En un estudio, publicado en la revista 'Life Sciences', Halade y sus colegas encontraron que el tratamiento con carprofeno solo desencadenó una inflamación sutil de bajo grado en el corazón y los riñones. La combinación de pretratamiento con carprofeno y ataque cardíaco magnificó este impacto al desregular la respuesta inflamatoria aguda, amplificando la inflamación e intensificando el síndrome cardiorrenal.

Específicamente, los investigadores de la UAB descubrieron por primera vez que el carprofeno sin infarto desencadenó inflamación renal, medida por el aumento de los niveles de creatinina plasmática, NGAL y KIM-1, biomarcadores de lesión renal. También encontraron túbulos contorneados proximales inflamados y una integridad de la estructura glomerular comprometida en los riñones.

En segundo lugar, encontraron que el carprofeno sin ataque cardíaco causó niveles elevados de citoquinas inflamatorias TNF-alfa e IL-1 beta, y niveles aumentados de la enzima COX-2, que normalmente se induce al inicio del proceso de inflamación después de la lesión para producir. Los quimioatrayentes que reclutan células inmunitarias.

El carprofeno también indujo la proteína MRC-1 antes de la lesión.
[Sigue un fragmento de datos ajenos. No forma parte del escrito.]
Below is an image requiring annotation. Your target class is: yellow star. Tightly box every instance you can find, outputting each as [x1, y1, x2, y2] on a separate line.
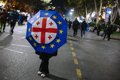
[53, 16, 57, 19]
[56, 39, 61, 43]
[59, 30, 63, 34]
[58, 21, 62, 25]
[50, 44, 55, 48]
[29, 37, 32, 41]
[28, 28, 31, 32]
[42, 46, 45, 49]
[45, 13, 48, 16]
[33, 43, 37, 47]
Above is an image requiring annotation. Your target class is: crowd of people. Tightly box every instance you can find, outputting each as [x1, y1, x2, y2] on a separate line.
[0, 9, 27, 35]
[68, 18, 117, 41]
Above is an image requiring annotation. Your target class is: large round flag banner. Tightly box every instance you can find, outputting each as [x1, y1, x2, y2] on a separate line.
[26, 10, 67, 54]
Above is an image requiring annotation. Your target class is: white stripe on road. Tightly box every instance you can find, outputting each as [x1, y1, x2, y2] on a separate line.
[4, 48, 23, 54]
[11, 44, 30, 47]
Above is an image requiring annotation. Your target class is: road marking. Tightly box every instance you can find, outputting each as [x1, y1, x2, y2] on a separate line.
[70, 47, 75, 51]
[69, 41, 83, 80]
[0, 46, 4, 48]
[70, 43, 73, 47]
[72, 52, 76, 57]
[76, 69, 82, 80]
[11, 44, 30, 47]
[74, 58, 78, 65]
[4, 48, 23, 54]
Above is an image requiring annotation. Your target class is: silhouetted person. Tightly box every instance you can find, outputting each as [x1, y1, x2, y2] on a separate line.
[36, 51, 57, 77]
[68, 20, 72, 29]
[0, 10, 8, 32]
[9, 11, 19, 35]
[72, 18, 80, 36]
[81, 20, 87, 37]
[103, 23, 113, 41]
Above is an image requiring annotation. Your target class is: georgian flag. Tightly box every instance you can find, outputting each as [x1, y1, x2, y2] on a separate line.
[31, 17, 58, 44]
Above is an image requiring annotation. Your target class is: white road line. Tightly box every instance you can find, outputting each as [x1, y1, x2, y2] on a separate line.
[4, 48, 23, 54]
[11, 44, 30, 47]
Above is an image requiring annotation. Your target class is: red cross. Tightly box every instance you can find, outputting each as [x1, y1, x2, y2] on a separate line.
[49, 22, 53, 26]
[32, 18, 57, 44]
[48, 35, 52, 40]
[35, 34, 38, 39]
[36, 21, 40, 25]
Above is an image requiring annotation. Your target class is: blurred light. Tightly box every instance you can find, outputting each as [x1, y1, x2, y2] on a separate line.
[42, 0, 51, 3]
[69, 12, 73, 15]
[70, 9, 74, 12]
[0, 1, 5, 7]
[91, 12, 96, 18]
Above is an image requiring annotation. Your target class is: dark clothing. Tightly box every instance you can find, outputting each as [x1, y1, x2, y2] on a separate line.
[103, 24, 113, 41]
[0, 11, 7, 32]
[73, 19, 80, 36]
[81, 21, 87, 37]
[36, 51, 57, 74]
[9, 11, 19, 34]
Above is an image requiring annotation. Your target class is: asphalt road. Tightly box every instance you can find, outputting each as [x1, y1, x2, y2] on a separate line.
[0, 25, 120, 80]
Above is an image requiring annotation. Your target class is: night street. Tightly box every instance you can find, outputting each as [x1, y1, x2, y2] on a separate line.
[0, 25, 120, 80]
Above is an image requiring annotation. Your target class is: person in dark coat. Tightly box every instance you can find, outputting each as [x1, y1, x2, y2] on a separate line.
[72, 18, 80, 36]
[103, 23, 113, 41]
[9, 11, 19, 35]
[0, 10, 8, 32]
[68, 20, 72, 29]
[36, 51, 57, 77]
[81, 20, 87, 38]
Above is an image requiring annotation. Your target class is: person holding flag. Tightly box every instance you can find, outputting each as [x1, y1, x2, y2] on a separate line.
[26, 10, 68, 77]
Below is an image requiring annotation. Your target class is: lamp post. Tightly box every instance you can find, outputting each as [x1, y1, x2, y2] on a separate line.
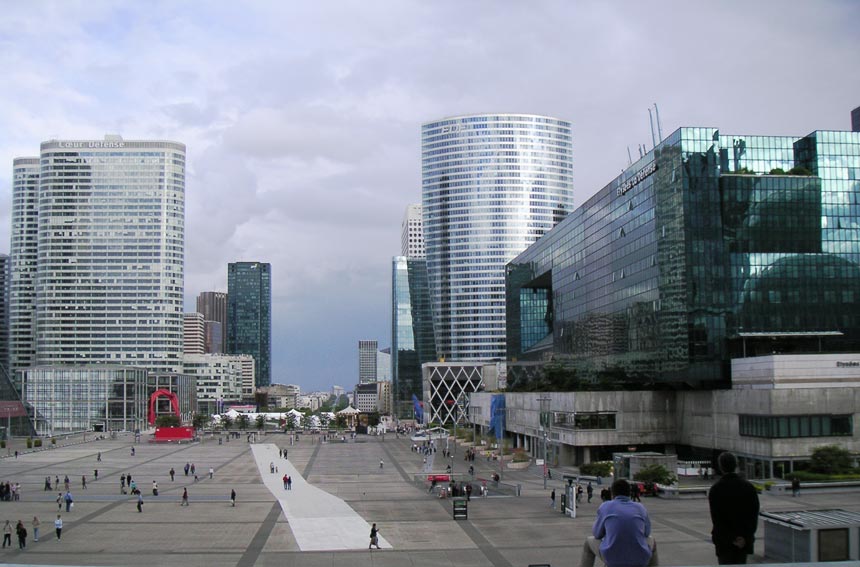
[538, 396, 552, 490]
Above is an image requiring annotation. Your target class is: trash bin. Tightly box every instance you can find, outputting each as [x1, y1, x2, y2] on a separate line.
[761, 509, 860, 563]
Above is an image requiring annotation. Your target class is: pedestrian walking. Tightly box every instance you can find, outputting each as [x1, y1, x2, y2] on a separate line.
[3, 520, 12, 549]
[15, 520, 27, 549]
[708, 452, 759, 565]
[367, 524, 382, 549]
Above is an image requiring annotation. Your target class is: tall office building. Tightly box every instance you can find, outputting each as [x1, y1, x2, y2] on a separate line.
[391, 256, 436, 418]
[10, 136, 185, 378]
[358, 341, 379, 384]
[421, 114, 573, 361]
[197, 291, 227, 353]
[0, 254, 12, 386]
[182, 313, 206, 354]
[227, 262, 272, 388]
[400, 204, 425, 258]
[8, 157, 40, 380]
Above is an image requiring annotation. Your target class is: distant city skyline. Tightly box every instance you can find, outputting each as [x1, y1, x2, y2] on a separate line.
[0, 0, 860, 390]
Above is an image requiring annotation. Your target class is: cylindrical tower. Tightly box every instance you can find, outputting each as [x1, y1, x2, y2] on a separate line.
[421, 114, 573, 360]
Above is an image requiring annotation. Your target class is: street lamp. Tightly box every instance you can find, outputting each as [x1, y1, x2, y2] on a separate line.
[538, 396, 552, 490]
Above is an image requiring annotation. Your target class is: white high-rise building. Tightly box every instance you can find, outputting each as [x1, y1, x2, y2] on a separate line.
[9, 157, 40, 379]
[358, 340, 379, 384]
[182, 313, 206, 354]
[421, 114, 573, 361]
[400, 204, 425, 258]
[10, 136, 185, 372]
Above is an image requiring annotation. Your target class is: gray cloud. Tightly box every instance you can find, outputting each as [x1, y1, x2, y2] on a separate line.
[0, 0, 860, 387]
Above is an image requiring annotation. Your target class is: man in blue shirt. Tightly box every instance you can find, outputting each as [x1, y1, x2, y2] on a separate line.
[580, 478, 658, 567]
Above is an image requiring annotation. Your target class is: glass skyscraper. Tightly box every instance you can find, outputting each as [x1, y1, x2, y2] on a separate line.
[507, 128, 860, 389]
[227, 262, 272, 388]
[421, 114, 573, 361]
[391, 256, 436, 418]
[9, 136, 185, 378]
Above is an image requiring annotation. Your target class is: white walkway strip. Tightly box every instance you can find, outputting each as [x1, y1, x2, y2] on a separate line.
[251, 443, 391, 551]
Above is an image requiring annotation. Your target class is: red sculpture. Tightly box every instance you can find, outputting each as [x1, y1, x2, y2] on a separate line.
[148, 390, 182, 425]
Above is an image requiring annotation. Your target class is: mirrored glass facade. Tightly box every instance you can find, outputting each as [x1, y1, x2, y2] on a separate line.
[227, 262, 272, 388]
[391, 256, 436, 418]
[507, 128, 860, 387]
[421, 114, 573, 361]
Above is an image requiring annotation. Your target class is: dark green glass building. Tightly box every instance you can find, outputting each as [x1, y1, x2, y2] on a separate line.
[506, 128, 860, 389]
[227, 262, 272, 388]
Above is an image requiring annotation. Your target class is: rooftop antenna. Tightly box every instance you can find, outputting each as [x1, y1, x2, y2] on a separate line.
[648, 106, 657, 148]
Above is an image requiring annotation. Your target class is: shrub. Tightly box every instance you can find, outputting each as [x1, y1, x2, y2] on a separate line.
[579, 461, 612, 476]
[633, 465, 678, 484]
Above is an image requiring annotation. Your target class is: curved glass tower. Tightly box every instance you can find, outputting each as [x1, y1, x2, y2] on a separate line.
[421, 114, 573, 360]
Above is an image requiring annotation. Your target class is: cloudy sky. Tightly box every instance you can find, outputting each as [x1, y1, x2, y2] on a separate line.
[0, 0, 860, 389]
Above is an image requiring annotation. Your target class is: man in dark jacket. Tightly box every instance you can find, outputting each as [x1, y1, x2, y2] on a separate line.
[708, 452, 759, 565]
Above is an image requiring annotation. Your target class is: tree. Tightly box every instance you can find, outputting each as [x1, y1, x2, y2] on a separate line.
[633, 464, 678, 484]
[155, 414, 181, 427]
[809, 445, 853, 474]
[367, 411, 379, 427]
[236, 413, 251, 431]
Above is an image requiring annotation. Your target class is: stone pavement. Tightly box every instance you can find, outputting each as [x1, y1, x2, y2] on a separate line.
[0, 434, 860, 567]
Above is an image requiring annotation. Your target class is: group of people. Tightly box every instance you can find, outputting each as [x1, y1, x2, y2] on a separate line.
[576, 452, 759, 567]
[3, 514, 63, 549]
[0, 480, 21, 502]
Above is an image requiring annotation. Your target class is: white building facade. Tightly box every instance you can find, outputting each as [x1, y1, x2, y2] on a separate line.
[421, 114, 573, 361]
[10, 136, 185, 378]
[400, 204, 426, 258]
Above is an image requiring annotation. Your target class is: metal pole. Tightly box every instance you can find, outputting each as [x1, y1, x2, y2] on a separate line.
[543, 431, 548, 490]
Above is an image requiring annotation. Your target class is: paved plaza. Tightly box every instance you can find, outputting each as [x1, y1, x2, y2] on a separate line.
[0, 434, 860, 567]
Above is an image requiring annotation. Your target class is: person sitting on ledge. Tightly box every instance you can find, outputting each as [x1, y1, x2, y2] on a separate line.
[580, 478, 659, 567]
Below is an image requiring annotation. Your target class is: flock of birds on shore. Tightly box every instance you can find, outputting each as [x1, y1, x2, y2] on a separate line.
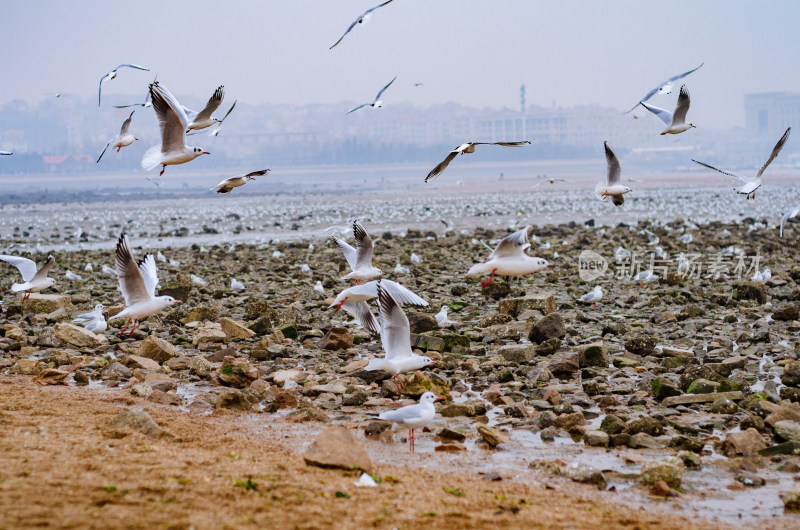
[0, 0, 800, 451]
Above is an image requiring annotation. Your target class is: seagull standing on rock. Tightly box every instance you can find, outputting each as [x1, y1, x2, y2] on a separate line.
[72, 304, 108, 334]
[331, 219, 383, 283]
[97, 110, 138, 162]
[378, 392, 444, 453]
[109, 233, 180, 335]
[0, 254, 56, 301]
[364, 280, 436, 388]
[467, 225, 554, 287]
[594, 142, 633, 206]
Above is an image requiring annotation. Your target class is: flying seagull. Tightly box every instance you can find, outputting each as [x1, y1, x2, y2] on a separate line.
[114, 76, 158, 109]
[467, 225, 554, 287]
[347, 76, 397, 114]
[97, 110, 138, 162]
[625, 63, 705, 114]
[109, 232, 180, 335]
[183, 85, 225, 132]
[425, 140, 530, 182]
[328, 0, 392, 50]
[0, 254, 56, 301]
[331, 219, 383, 283]
[594, 142, 633, 206]
[142, 81, 211, 176]
[211, 169, 269, 193]
[97, 64, 150, 107]
[641, 85, 695, 136]
[692, 127, 792, 200]
[186, 100, 239, 136]
[531, 178, 575, 188]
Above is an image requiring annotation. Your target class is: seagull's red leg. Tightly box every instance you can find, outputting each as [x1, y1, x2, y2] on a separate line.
[481, 269, 497, 287]
[334, 296, 347, 313]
MRC-1 participa en la resolución de la inflamación, lo que sugiere que tanto la fase de inflamación aguda como la resolución de la fase de inflamación se activan falsamente durante el tratamiento previo con carprofeno antes de cualquier lesión cardíaca.

En tercer lugar, cuando el tratamiento previo con carprofeno fue seguido por un ataque cardíaco, las citoquinas proinflamatorias TNF-alfa e IL-1-beta disminuyeron, en lugar de aumentar como lo hacen en respuesta a los ataques cardíacos sin el tratamiento previo con carprofeno.

El KIM-1 mostró una disfunción similar: se mantuvo en niveles similares tanto antes como después del ataque cardíaco después del tratamiento previo con carprofeno, en lugar de aumentar como lo hace en respuesta a un ataque cardíaco sin tratamiento previo con carprofeno.

Asimismo, esta disfunción de KIM-1 llevó a una menor eliminación de las células muertas del corazón. Además, el tratamiento previo con carprofeno y el ataque cardíaco amplificaron el daño posterior del tejido renal, en comparación con el daño renal después del ataque cardíaco solo.